In the “final decision” document, city staff has recommended the rejection of WEAN’s request, adding that comments provided by the developer about the project are not new, but cover issues raised by city officials earlier in the process.

And on the other major concern from opponents, that stormwater runoff from the project will weaken the bluff, city staff is continuing to stress that multiple scientific experts have studied the issue and said the project will not hurt the bluff along Edgecliff.

The bluff is roughly the length of two football fields away from the nearest proposed home on Langley Passage, according to the developers.

A large wetland sits between the Langley Passage homes and Edgecliff Drive, and scientists have said any water that rushes off roofs and driveways in the housing development will seep into the ground and then “daylight” in the wetland and run into an adjacent ditch before it hits the bluff.

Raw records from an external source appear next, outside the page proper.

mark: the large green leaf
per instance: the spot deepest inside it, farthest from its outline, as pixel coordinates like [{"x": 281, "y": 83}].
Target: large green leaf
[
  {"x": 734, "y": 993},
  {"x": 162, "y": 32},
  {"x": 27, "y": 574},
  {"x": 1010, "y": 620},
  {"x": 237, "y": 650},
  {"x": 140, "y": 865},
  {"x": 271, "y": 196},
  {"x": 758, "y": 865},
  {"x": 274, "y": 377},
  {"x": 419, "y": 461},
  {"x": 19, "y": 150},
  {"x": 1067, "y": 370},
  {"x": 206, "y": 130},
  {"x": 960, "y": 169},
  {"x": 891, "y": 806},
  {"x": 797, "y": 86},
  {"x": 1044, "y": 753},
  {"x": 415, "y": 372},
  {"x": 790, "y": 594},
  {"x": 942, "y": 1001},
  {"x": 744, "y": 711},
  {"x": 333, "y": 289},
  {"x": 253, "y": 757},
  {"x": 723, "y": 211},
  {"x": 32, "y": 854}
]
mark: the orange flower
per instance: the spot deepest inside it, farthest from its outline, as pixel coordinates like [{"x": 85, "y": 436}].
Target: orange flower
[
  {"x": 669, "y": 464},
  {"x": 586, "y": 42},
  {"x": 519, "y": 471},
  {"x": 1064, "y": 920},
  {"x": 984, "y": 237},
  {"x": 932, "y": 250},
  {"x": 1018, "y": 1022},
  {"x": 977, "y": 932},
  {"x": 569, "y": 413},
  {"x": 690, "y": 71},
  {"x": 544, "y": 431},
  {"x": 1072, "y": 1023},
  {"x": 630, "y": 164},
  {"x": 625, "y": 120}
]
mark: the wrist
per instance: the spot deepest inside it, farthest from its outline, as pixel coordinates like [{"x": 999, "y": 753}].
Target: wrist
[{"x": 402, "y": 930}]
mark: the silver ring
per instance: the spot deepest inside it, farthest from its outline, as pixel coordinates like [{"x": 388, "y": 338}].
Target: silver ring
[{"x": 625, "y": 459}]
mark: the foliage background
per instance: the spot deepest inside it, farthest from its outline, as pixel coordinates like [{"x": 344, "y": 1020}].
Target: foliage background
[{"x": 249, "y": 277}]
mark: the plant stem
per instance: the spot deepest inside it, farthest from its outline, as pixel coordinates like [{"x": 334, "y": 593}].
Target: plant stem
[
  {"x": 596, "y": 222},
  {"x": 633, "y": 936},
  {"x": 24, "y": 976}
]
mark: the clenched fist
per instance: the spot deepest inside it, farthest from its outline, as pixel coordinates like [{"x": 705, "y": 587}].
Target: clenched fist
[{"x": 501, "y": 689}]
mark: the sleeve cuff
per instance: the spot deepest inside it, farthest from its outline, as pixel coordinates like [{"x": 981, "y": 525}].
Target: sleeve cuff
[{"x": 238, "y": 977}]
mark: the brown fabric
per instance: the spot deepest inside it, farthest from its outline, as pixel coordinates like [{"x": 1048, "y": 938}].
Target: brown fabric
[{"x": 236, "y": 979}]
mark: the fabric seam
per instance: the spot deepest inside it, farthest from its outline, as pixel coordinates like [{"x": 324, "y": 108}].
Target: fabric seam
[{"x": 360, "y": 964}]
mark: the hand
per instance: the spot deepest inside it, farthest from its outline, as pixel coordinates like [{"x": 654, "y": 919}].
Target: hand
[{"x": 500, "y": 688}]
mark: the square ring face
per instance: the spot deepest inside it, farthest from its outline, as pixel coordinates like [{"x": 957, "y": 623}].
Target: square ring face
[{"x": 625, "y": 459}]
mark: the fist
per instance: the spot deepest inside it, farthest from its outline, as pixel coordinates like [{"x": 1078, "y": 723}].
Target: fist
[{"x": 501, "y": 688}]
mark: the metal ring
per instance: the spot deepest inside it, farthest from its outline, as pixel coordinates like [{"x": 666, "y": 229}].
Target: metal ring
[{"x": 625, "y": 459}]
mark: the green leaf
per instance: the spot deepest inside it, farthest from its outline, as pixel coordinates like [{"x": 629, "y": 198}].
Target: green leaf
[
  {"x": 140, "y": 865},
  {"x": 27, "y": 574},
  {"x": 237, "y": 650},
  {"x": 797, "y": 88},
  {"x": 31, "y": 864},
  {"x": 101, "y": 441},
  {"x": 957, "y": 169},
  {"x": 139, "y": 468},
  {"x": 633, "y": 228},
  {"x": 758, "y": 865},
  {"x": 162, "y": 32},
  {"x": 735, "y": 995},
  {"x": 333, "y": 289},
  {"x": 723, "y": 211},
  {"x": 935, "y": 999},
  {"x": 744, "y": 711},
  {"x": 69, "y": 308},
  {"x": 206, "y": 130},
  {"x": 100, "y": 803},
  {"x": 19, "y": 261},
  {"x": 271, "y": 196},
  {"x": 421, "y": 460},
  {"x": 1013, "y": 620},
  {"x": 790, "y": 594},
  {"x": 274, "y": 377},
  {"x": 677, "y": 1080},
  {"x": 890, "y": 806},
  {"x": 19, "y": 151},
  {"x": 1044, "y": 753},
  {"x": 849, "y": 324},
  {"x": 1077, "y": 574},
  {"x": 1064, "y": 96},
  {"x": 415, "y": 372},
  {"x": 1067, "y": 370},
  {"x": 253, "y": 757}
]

Langley officials also point out that the much-criticized designs for the housing project — where rain gardens can collect stormwater so it can soak into the ground, and the other “low impact development” techniques have been used — were required by the city’s own development regulations.

The “final decision” document isn’t one-sided in favor of the development, however.

It says that if the Langley Passage developers were concerned about the process used to handle the appeals to the project, those concerns should have been raised earlier — and not after the council voted to reject the project.

The document repeatedly recalls the developer’s warning of a potential lawsuit, and mentions the threat 10 times, while it only mentions a similar threat by WEAN once.

The city council was scheduled to resume the Langley Passage hearing Tuesday afternoon, after the Record went to press.